According to the Board of directors of Sacombank, so far, this bank still has 50 trillion dong unsolved bad debt, and collaterals are mainly properties. The bad debt settlement target in this year as said by Duong Cong Minh, Chair of Sacombank, is to collect 15 trillion 20 trillion dong.
In 2017, Sacombank handled 20 trillion dong bad debt. However, the non-performing loan (NPL) ratio was still more than three percent higher than the level prescribed by the State Bank. Therefore, Sacombank’s profit last year was affected by the requirement of high risk provision and this bank’s pre-tax profit target for this year is just 1.6 trillion dong.
Recently, Sacombank has been one of the banks that strengthen the auction of bad debt, including the sale of bad debt to the Vietnam Asset Management Company (VAMC) and the self-settlement.
One of the banks that have had to put for provision most strongly in the first quarter of this year was the Joint Stock Bank for Investment and Development of Vietnam (BIDV). According to BIDV’s financial statement in Q1/2018, the bank’s revenues grew but provisioning costs have eroded most of the pre-provisioning profits, which amounted to six trillion dong.

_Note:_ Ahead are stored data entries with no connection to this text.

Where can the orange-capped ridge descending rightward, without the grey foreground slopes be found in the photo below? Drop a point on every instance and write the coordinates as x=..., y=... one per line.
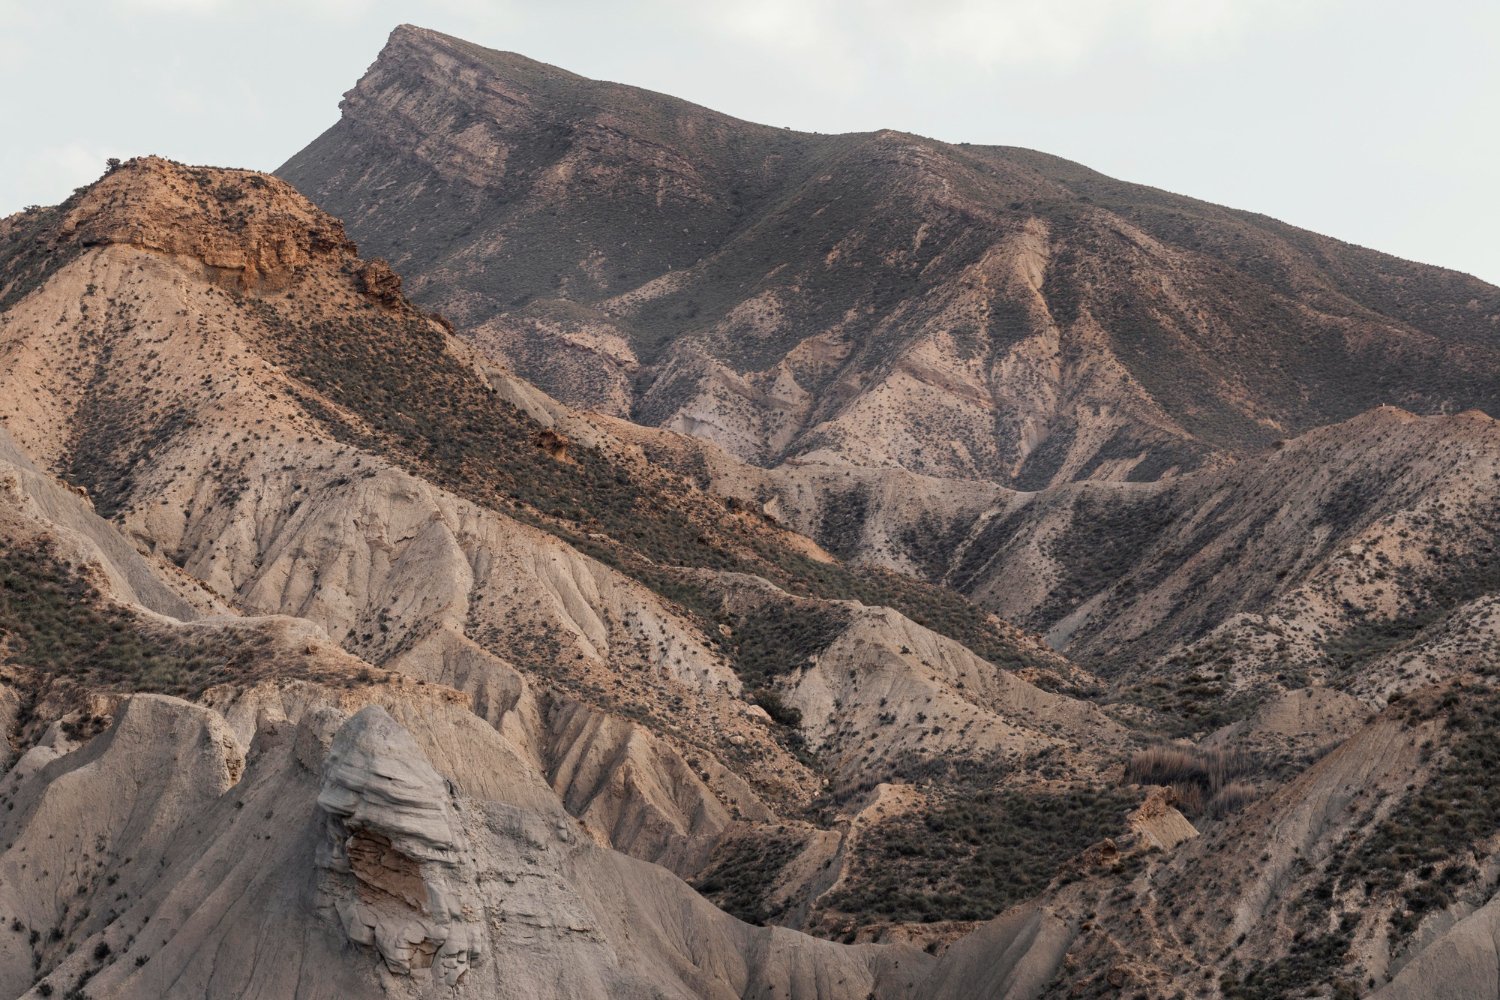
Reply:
x=266, y=418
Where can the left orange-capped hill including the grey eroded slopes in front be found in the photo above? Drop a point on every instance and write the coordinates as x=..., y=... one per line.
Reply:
x=271, y=521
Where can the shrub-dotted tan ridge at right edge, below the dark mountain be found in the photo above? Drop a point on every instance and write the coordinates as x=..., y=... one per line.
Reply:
x=1351, y=536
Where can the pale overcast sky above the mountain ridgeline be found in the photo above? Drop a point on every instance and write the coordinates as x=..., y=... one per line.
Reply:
x=1376, y=122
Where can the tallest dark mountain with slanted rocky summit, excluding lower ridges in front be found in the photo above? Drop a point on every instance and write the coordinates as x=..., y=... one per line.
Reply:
x=875, y=301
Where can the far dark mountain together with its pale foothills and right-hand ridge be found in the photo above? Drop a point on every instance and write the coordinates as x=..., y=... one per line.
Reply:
x=1076, y=401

However, BIDV reported the profit of nearly 2.5 trillion dong only after the first three months of this year, with the after-tax profit to increase 8.5 percent only. As of the end of Q1/2018, BIDV’s NPL ratio seemed to just going sideways, at 1.62 percent.

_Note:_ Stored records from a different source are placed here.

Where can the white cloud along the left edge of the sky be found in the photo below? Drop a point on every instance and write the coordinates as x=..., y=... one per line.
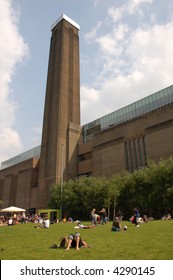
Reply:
x=12, y=51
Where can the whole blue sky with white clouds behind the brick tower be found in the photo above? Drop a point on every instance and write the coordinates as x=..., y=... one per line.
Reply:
x=125, y=55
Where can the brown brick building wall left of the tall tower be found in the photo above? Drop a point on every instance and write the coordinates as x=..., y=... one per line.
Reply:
x=19, y=185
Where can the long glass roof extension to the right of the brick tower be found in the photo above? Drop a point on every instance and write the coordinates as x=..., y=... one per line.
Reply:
x=129, y=112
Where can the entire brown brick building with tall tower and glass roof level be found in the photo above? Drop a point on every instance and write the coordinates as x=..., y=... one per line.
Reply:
x=122, y=140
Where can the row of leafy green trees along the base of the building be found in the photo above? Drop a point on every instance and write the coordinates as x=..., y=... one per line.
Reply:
x=150, y=189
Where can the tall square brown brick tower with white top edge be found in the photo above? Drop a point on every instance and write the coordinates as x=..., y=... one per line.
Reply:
x=61, y=123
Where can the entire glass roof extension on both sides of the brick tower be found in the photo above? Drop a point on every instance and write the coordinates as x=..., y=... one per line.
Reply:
x=131, y=111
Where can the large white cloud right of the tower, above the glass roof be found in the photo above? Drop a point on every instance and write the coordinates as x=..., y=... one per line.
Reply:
x=133, y=63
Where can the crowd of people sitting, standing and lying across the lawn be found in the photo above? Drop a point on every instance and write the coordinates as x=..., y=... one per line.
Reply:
x=75, y=240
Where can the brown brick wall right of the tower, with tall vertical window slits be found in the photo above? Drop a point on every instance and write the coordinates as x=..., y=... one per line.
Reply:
x=128, y=146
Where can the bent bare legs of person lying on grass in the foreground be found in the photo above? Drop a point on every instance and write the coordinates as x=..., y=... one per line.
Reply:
x=75, y=241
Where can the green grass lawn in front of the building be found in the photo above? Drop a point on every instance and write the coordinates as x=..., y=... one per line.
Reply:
x=151, y=241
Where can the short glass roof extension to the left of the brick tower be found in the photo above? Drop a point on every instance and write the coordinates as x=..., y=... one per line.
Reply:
x=35, y=152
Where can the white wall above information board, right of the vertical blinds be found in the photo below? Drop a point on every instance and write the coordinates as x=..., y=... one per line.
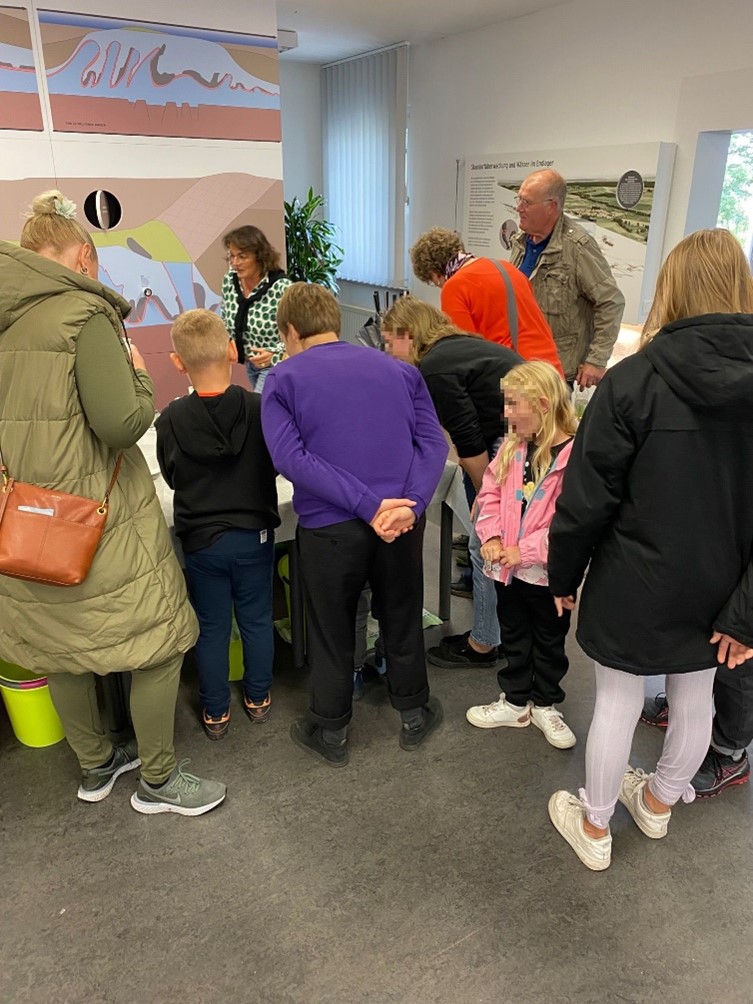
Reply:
x=589, y=74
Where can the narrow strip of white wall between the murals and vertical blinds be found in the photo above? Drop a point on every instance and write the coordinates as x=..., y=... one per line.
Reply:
x=301, y=98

The Orient Commercial Bank (OCB) has just announced the consolidated financial statement in Q1/2018 with the total revenue from business operations reaching 1.157 trillion dong, up 93 percent. The operating costs swelled 41.1 percent to 398 billion dong.

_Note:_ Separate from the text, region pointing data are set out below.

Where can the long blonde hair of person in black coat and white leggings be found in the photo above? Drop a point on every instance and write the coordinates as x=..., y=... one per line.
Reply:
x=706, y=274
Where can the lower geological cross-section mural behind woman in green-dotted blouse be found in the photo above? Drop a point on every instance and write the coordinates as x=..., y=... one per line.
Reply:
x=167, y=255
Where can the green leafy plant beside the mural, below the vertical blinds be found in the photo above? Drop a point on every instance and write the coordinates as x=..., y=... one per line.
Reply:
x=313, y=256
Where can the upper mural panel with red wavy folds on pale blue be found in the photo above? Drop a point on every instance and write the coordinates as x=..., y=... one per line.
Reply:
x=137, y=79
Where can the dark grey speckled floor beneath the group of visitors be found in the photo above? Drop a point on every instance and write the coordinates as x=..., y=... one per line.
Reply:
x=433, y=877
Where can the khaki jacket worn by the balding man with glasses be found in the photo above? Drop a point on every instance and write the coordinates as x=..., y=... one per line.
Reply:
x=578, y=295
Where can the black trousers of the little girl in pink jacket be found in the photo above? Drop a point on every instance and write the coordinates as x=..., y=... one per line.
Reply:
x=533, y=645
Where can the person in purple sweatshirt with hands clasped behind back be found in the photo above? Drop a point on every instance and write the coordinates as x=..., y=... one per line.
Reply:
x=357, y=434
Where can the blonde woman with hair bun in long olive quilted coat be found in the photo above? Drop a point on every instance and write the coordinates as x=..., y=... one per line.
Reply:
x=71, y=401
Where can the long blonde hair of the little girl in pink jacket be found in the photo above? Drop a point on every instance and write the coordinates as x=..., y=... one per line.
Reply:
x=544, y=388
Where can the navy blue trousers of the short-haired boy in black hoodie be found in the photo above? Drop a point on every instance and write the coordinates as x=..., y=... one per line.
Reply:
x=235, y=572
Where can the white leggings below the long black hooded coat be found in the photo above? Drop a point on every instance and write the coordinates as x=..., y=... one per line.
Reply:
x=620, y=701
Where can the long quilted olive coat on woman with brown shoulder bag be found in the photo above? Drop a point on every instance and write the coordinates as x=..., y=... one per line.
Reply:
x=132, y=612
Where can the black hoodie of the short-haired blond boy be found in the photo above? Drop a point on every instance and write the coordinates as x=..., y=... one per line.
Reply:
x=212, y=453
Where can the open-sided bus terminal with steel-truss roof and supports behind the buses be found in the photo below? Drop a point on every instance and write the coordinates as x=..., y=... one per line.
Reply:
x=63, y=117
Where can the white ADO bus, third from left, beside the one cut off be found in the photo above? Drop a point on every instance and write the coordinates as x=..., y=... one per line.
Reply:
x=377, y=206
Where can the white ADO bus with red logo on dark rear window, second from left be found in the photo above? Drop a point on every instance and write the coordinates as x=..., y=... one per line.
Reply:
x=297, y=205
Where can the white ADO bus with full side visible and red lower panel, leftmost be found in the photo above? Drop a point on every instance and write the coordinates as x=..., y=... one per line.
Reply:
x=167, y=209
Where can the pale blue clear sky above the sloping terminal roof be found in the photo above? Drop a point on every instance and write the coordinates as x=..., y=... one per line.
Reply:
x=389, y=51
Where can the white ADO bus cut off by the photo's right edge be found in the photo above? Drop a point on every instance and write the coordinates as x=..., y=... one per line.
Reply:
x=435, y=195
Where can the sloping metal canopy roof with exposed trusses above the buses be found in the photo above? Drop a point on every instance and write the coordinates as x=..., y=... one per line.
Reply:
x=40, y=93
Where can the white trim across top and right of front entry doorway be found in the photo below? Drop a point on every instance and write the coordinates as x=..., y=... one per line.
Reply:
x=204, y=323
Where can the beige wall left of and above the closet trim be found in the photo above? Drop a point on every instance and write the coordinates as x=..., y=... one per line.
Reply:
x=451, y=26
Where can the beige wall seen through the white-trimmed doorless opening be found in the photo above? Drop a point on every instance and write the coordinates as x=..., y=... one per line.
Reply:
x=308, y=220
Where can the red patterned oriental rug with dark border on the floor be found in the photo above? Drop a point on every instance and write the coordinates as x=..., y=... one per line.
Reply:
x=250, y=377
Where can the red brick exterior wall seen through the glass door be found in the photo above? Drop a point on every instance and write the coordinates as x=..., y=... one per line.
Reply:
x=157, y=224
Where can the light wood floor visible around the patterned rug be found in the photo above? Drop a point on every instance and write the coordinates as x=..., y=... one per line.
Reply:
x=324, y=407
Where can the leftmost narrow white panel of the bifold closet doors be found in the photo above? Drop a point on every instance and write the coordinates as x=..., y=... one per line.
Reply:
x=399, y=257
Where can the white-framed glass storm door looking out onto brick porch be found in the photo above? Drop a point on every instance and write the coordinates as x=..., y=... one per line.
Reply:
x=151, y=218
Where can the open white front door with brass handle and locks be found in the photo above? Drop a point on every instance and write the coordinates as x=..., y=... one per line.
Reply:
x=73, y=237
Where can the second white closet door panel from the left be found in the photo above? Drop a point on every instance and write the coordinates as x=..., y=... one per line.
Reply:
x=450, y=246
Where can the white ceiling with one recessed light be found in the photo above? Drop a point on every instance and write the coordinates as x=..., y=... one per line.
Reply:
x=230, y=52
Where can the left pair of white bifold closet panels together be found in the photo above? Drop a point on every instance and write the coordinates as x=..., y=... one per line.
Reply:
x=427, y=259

The post-provisioning cost increased 89 percent to 140 billion dong. However, after deducting fees, OCB’s pre-tax profit was 619 billion dong, an increase of 2.5 times from the same period last year. Compared to the pre-tax profit plan of two trillion dong in this year, OCB completed 31 percent of the whole year plan after the first quarter only.
As of the end of March, OCB’s total assets were 77.628 trillion dong, down 7.9 percent from the beginning of the year. Customers’ deposit mobilisation decreased 0.3 percent to 53.047 trillion dong.
The credit growth reached 8.8 percent, raising the outstanding loans to customers to 51.974 trillion dong. The absolute bad debt at OCB swelled 253 billion dong to 1.117 trillion dong, mainly coming from the strong increase of debt in Group 3. OCB’s NPL ratio improved 1.79 percent at the end of 2017 to 2.13 percent at the end of Q1/2018.
The reality shows that the Resolution No. 42/2017/QH14 on pilot settlement of bad debt at credit organisations facilitated banks to strengthen the sale of assets but both VAMC and commercial banks are still very prudent when offering selling price and are difficult to give a low starting price.
According to Dr Can Van Luc, finance and banking expert, even valuation companies do not dare to offer too low selling price for fear of responsibility. This makes it impossible for the settlement process of old debts at banks to be accelerated, while new bad debt continued to arise, making it impossible for the risk provisioning burden to decrease, affecting banks’ profits.